PRIMO PIANO/GLI ITALIANI E IL NUOVO PRESIDENTE USA/ In treno desiderando Barack

di Mary Palumbo

Sveglia alle sei di mattina, mentre a New York è appena passata la mezzanotte. Barack Hussein Obama è il 44' Presidente degli Stati Uniti. A darmi per prima la notizia è un'amica che studia e vive nel North Carolina. Neanche il tempo di accendere il televisore e la Rai già propone le prime immagini, in diretta da Chicago, del discorso del nuovo presidente. Qualche minuto più tardi sento mio fratello che vive in Cina, già sveglio da alcune ore, ad annunciarmi ancora una volta che l'America, dopo più di un anno di accesa campagna elettorale, ha scelto. Barack Hussein Obama, un nome che rimarrà sulle nostre bocche per molto tempo: il primo presidente afroamericano, nato da padre nero del Kenya e da madre bianca del Kansas, simbolo del sogno americano.

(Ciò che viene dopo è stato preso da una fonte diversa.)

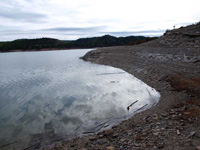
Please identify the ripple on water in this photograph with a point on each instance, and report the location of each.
(46, 96)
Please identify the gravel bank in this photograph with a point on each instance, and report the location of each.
(171, 65)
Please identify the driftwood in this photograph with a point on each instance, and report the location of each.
(131, 105)
(8, 144)
(141, 108)
(37, 144)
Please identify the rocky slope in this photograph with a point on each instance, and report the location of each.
(171, 65)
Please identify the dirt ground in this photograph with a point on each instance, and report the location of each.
(171, 65)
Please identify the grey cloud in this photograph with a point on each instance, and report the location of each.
(19, 15)
(86, 29)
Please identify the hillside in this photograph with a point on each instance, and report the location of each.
(171, 65)
(48, 43)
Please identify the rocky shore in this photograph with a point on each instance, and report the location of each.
(171, 65)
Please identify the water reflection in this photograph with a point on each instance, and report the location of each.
(46, 96)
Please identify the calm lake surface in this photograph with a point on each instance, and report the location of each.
(52, 95)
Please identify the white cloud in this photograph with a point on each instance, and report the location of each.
(28, 17)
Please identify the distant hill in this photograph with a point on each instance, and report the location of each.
(49, 43)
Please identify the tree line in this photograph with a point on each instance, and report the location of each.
(48, 43)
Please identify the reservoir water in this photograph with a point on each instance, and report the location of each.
(54, 95)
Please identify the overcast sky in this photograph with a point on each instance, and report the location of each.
(72, 19)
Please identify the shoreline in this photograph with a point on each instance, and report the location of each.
(173, 70)
(43, 50)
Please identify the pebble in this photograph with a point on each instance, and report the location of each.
(110, 148)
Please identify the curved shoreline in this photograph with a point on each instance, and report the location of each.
(170, 123)
(169, 64)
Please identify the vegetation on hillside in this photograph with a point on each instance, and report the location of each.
(47, 43)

Il mio treno parte dalla stazione Termini alle 7.45. Ho giusto il tempo per ascoltare le prime battute del discorso di Obama e poi di corsa a prendere prima il bus e poi il treno che mi porterà verso il Sud. La gente sonnecchia sull'autobus: un'infermiera che ha appena finito il turno di notte in ospedale, un padre che ha problemi con suo figlio, un ragazzo che va al lavoro. Ancora nessun commento. Arrivo in stazione. Corsa verso il binario sette. Sono in ritardo, salgo sull'ultima carrozza, la numero nove di seconda classe. La mia carrozza è la numero uno, posto 43. Il treno è già in corsa. Comincia il mio viaggio tra la gente.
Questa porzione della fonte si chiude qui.